2. The majority of your work consists of performances; some require interaction with the public and almost all are performed in front of some sort of audience. How important is it to you that there is an audience? Does the audience ever inform or shape the piece?
I’ve done both live performance and performance for video that doesn’t involve a live audience at all. The importance of having a live audience, for me, is dependant conceptually upon the piece itself.
There are certain pieces that need to be performed live. The audience can shape the environment surrounding the piece-the overall mood and “vibe” of the space. When audience participation is asked for their willingness to, in a way, become apart of the piece may effect the final outcome. For example in the piece “Marker” where I asked the viewers to write derogatory words on my body—their interaction and participation really shaped the piece itself.
I enjoy live performance because there is always an aspect of an audience that can quite be controlled. If it’s nothing but their reactions to the piece-that is something that I can’t plan for in advance but may effect, at least my mental state during the piece. It’s a very interesting position to be in-in front of a live audience.
There is nothing comparable to experiencing a live performance-seeing the “action” in person along side a community of other viewers and sharing in the sights, sounds and smells that can inform the experience is a very unique opportunity.

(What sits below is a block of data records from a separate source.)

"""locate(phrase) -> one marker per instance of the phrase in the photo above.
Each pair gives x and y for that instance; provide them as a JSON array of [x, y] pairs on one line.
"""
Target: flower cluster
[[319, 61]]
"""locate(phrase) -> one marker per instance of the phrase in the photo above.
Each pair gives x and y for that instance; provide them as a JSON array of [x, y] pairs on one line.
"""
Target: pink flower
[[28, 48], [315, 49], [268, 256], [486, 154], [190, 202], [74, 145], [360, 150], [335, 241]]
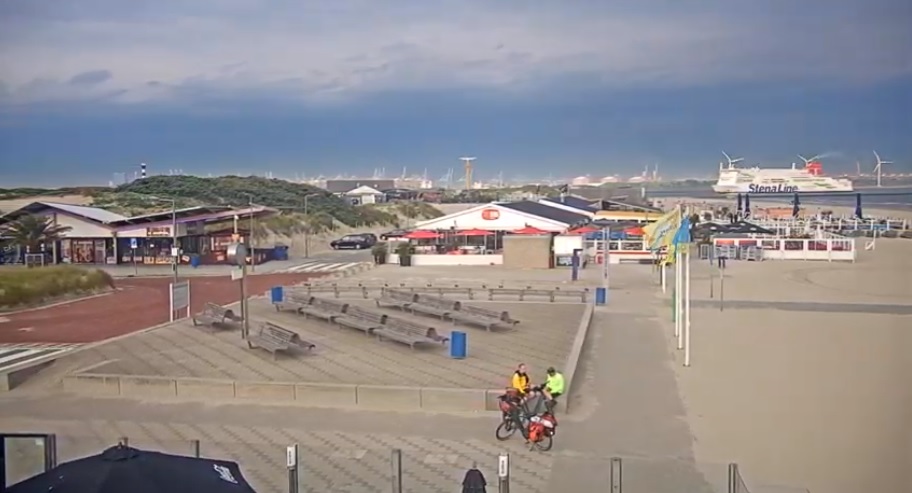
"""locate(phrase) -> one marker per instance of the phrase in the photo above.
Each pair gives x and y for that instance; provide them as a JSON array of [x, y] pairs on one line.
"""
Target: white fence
[[787, 226], [774, 248]]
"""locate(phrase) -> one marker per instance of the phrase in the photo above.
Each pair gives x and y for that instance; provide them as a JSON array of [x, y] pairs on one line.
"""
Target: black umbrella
[[474, 481], [122, 469], [746, 227]]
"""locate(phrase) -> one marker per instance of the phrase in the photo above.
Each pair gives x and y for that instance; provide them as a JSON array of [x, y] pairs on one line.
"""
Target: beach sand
[[806, 376], [807, 209]]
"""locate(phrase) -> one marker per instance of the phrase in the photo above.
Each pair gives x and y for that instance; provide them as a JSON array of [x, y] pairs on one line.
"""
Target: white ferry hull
[[780, 188]]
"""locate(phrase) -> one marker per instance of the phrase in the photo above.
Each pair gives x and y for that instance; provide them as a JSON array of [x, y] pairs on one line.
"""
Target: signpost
[[291, 462], [133, 246], [179, 298], [237, 254], [503, 473]]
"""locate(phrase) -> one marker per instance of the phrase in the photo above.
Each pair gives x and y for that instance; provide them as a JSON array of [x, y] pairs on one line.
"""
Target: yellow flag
[[661, 233]]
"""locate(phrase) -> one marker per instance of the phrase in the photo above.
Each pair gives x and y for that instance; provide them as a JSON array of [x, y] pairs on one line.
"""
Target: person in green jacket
[[554, 385]]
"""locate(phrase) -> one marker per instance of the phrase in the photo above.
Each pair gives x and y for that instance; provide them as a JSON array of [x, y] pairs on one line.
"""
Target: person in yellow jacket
[[520, 380], [554, 385]]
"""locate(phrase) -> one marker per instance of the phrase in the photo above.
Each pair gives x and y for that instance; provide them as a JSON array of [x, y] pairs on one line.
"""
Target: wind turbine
[[468, 171], [879, 167], [731, 162], [808, 161]]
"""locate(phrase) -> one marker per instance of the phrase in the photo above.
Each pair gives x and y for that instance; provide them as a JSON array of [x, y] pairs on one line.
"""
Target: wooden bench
[[275, 338], [480, 317], [503, 316], [361, 319], [441, 291], [551, 294], [398, 299], [215, 315], [520, 292], [324, 309], [293, 300], [409, 333], [432, 305]]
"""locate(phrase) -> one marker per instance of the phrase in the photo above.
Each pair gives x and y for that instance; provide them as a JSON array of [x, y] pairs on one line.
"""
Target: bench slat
[[274, 338]]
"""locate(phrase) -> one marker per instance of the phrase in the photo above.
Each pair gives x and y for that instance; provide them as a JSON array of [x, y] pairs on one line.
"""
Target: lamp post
[[252, 252], [175, 251], [307, 230]]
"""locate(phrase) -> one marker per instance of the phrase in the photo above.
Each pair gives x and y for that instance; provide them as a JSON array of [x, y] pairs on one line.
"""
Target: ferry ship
[[809, 179]]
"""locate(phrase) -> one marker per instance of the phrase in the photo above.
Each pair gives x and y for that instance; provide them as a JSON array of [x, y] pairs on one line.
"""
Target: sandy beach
[[805, 376], [807, 209]]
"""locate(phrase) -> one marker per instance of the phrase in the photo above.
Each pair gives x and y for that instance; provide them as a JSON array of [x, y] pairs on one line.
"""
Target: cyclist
[[554, 386], [520, 380]]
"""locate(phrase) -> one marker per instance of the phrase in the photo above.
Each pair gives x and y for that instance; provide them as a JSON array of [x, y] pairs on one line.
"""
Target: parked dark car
[[357, 242], [396, 233]]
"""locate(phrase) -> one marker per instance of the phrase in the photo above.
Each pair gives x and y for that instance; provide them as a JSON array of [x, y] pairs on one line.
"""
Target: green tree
[[30, 232]]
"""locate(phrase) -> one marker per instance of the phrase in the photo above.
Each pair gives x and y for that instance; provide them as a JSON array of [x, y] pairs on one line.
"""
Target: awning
[[422, 235], [474, 232], [530, 230]]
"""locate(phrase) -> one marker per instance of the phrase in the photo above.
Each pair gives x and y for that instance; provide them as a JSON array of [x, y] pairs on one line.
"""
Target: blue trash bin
[[276, 294], [280, 252], [457, 345], [601, 296]]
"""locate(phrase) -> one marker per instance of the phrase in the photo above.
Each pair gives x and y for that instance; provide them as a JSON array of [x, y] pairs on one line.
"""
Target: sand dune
[[815, 389]]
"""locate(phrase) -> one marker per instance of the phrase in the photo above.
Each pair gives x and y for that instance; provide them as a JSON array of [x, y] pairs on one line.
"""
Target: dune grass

There are some performance artists who do not believe in documenting the performance. If the piece is not seen live then it is not experienced in any other form. I do understand and respect those preferences however for my own work I enjoy the fact that a piece can have two separate iterations based around the same content.
The photographs and videos that I create and gather from my performances serve to extend the life of the piece in a way but should also be viewed differently than the performance. They allow the concepts of the piece to still be experienced but are not a substitute for viewing the live piece.
The serve to offer post performance insight into the ideas and a second hand visual experience of what may have occurred.
4.What's next for Mary Coble?
There are a few concepts that continue to reappear in my thought processes and consistently seem to engage me such as my interaction and relationship to my neighborhood within DC, the issues surrounding gay marriage and the lack of basic human rights that I see occurring around the world.
I usually have several ideas that I’m thinking about at any given time, some of which come to fruition while others remain just ideas that maybe be worked on later. So, I’m not really sure what will happen next-I’m anxious to see!
5. What are you currently obsessed with?
I seem to always be obsessed with something and it changes very often. As of now it’s: the Art House Co-op, the Skowhegan Artist Residency Program, community based art practices, origami, vacuuming, orange cinnamon buns and staying warm when biking.